I was taking my Infiniti G20 there, but found out that some of the ricers wanted to race every time I entered and left the facility...it’s too tempting for me to blow them away – ha!. Also found out that standing long periods of time suck for my old bones, so I now bring my truck where I can sit in a chair on in the back. But I’m older than most of you guys…...

If any of you attend this function, stop by and say hi. I usually park towards the finish line of the 1/8 mile. You can’t miss my red Toyota truck with Georgia plates and a G20.net sticker on the back window. My name is Brian, but I will also respond to “hey”, “what’s up”, etc.

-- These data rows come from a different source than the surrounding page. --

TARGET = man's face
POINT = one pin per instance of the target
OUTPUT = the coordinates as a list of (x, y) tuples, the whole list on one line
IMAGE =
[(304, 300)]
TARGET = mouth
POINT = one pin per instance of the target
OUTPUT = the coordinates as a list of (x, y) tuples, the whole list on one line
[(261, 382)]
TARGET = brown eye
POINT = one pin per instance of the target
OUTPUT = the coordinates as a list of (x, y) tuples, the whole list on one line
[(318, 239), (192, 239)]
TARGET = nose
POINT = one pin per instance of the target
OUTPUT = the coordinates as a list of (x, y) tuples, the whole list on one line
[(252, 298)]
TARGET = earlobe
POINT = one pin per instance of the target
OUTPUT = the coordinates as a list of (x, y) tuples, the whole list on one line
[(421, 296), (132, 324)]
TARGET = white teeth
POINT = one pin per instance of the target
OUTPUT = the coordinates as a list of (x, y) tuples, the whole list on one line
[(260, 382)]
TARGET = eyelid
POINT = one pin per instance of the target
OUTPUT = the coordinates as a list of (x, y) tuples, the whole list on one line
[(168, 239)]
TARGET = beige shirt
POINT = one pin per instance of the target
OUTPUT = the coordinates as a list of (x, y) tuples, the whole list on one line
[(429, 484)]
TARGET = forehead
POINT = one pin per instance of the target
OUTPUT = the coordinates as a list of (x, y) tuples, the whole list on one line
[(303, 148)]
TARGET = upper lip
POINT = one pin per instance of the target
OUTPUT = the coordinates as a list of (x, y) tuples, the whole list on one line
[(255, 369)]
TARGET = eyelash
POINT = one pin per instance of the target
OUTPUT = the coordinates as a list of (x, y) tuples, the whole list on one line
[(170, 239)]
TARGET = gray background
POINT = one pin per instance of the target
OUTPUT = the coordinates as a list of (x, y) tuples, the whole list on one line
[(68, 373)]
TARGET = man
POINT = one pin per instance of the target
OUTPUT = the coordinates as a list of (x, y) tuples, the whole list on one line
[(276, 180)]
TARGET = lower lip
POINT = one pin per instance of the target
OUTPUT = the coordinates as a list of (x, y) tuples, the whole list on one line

PS. Racelegal is quick to cancel this event if there is rain in the forecast. If the weather says "chance for rain" check their website and confirm if they are going to host the event.


----------



## Guest (Mar 14, 2003)

when is the next time they will be holding the event? i live in el cajon and would like to start going agin i used top go when they first opened (before they started to stay open late)


----------



## 95G ATL (Feb 18, 2003)

98-200sx said:


> *when is the next time they will be holding the event? i live in el cajon and would like to start going agin i used top go when they first opened (before they started to stay open late) *


glad to see some interest in this. 

I know there are tons of us here in southern cali, but seems like most prefer street racing or something !  

The event will be held on FRIDAY, March 21...gates open at 6pm, but races start around 730-ish +/-. Don't forget if rain is in the forecast, they "may" cancel the event....

Check out www.racelegal.com for more info....

Hope to see ya there !


----------



## Teknokid (Jun 1, 2002)

im not in San Diego but would be down to go. I live about an hour and a half away. Hope to see you guys there


----------